Geçen yürüyüş yaptığım caddeden geçerken dikkatli bakınca gözlenen bir değişiklik olduğunu fark ettim… Bu değişiklik Kırık Cam Teorisi’ni aklıma getirdi! Geçen yıl bu yerin fotoğrafını çekmiş ve bir de yazı yazmıştım bu köşede… Bir yıl olmuştu…

Önce kırık cam teorisini bir hatırlayalı:

Kırık Cam Teorisi

Kırık Cam Teorisi ABD'li suç psikoloğu Philip Zimbardo'nun yaptığı bir deneyden ilham alınarak geliştirilmiş... Zimbardo ile iki öğrencisi, deney amacıyla sağlam bir otomobili bir yere park ederek gözlemlemeye başlamışlar. Bir hafta kimse dokunmamış… Sonra çekiçle kelebek camını kırmışlar. Bundan sonra o otomobil yağmalanmış ve kullanılmaz hale gelmiş. "Demek ki" diyor Zimbardo, "İlk camın kırılmasına, ya da çevreyi kirleten ilk çöpe, ilk duvar yazısına izin vermemek gerek. Aksi halde kötü gidişatı engelleyemeyiz."
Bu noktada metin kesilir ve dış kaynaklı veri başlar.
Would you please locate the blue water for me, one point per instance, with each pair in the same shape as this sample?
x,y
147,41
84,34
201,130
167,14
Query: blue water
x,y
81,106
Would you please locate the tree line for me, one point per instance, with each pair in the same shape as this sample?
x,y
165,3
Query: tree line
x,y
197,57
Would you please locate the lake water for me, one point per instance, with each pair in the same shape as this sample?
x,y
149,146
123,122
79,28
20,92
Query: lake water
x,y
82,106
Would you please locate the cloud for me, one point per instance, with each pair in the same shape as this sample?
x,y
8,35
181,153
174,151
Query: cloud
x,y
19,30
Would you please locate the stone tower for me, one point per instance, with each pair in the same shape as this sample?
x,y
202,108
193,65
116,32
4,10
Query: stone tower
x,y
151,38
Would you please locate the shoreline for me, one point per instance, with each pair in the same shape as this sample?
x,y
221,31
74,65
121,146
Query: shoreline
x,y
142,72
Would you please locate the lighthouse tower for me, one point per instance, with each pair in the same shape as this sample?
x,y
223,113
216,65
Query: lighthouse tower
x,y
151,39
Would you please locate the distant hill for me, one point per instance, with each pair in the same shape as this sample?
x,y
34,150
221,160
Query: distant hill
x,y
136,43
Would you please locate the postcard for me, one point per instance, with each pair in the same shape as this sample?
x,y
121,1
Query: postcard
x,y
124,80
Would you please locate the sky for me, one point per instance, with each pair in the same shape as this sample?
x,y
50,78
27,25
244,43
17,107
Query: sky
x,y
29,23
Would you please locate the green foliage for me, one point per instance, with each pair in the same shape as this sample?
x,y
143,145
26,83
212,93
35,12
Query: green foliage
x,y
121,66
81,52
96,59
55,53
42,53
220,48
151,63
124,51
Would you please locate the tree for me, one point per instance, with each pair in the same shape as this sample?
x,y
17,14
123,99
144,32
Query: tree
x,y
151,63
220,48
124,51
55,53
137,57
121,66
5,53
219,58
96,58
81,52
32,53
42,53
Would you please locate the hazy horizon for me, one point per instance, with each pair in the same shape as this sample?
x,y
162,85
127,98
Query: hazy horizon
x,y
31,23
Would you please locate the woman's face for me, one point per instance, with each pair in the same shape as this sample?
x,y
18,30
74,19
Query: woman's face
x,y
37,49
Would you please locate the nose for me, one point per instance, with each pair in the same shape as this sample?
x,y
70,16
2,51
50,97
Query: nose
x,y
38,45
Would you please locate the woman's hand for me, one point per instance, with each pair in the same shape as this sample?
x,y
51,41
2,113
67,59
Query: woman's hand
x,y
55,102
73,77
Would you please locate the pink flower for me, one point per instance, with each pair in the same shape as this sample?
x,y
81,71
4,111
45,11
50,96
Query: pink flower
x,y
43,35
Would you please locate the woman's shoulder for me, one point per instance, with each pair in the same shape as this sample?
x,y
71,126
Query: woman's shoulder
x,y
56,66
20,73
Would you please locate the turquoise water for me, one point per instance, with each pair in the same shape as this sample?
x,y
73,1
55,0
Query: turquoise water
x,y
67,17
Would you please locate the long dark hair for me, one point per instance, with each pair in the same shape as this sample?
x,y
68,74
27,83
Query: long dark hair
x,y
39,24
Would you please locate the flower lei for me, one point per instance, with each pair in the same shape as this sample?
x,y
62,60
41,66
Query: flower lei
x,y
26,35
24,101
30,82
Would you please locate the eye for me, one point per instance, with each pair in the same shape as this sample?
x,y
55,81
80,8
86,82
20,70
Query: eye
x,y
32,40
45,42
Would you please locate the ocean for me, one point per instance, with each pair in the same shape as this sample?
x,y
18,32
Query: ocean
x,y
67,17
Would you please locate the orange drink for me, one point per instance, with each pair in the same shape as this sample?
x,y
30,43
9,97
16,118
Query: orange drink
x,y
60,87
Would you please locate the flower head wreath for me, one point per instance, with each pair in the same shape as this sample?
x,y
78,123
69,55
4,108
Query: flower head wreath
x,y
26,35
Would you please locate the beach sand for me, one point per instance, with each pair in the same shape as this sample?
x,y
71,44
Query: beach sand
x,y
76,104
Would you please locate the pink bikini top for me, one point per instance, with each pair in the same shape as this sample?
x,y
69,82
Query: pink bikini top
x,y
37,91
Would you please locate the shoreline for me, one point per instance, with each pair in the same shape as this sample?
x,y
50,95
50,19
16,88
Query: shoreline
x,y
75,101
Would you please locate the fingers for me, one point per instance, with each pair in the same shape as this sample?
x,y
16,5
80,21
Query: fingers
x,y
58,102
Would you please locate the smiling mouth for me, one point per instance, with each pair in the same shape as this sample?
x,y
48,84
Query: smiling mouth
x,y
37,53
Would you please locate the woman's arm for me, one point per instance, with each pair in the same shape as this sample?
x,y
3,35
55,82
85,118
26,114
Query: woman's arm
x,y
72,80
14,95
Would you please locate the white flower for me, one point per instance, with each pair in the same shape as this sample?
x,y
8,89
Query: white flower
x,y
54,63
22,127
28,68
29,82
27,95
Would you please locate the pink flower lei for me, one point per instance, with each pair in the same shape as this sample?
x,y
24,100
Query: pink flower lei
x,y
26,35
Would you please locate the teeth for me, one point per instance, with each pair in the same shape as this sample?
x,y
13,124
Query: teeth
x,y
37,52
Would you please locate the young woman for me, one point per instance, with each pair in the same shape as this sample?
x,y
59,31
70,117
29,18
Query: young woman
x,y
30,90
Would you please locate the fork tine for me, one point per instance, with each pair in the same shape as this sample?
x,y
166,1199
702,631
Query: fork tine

Suçlarla mücadeleyi nasıl başardın" sorusuna New York'un efsane Belediye Başkanı Giuliani'nin cevabı da şöyle olmuştu: "Metruk bir bina düşünün. Binanın camlarından biri bile kırılsa, o camı hemen tamir ettirmezseniz, çok kısa sürede, oradan geçen herkes bir taş atıp, binanın tüm camlarını kırar. Ben ilk cam kırıldığında hemen tamir ettirdim. Bir binanın köşesine, biri, bir torba çöp bıraksın; o çöpü hemen oradan kaldırmazsanız, her geçen, çöpünü oraya bırakır ve çok kısa bir sürede dağlar gibi çöp birikir. Ben ilk konan çöp torbasını kaldırttım. Çevreden tepki gelmez ve cam hemen tamir edilmezse, oradan geçenler o bölgede düzeni sağlayan bir otorite olmadığını düşünüyor.”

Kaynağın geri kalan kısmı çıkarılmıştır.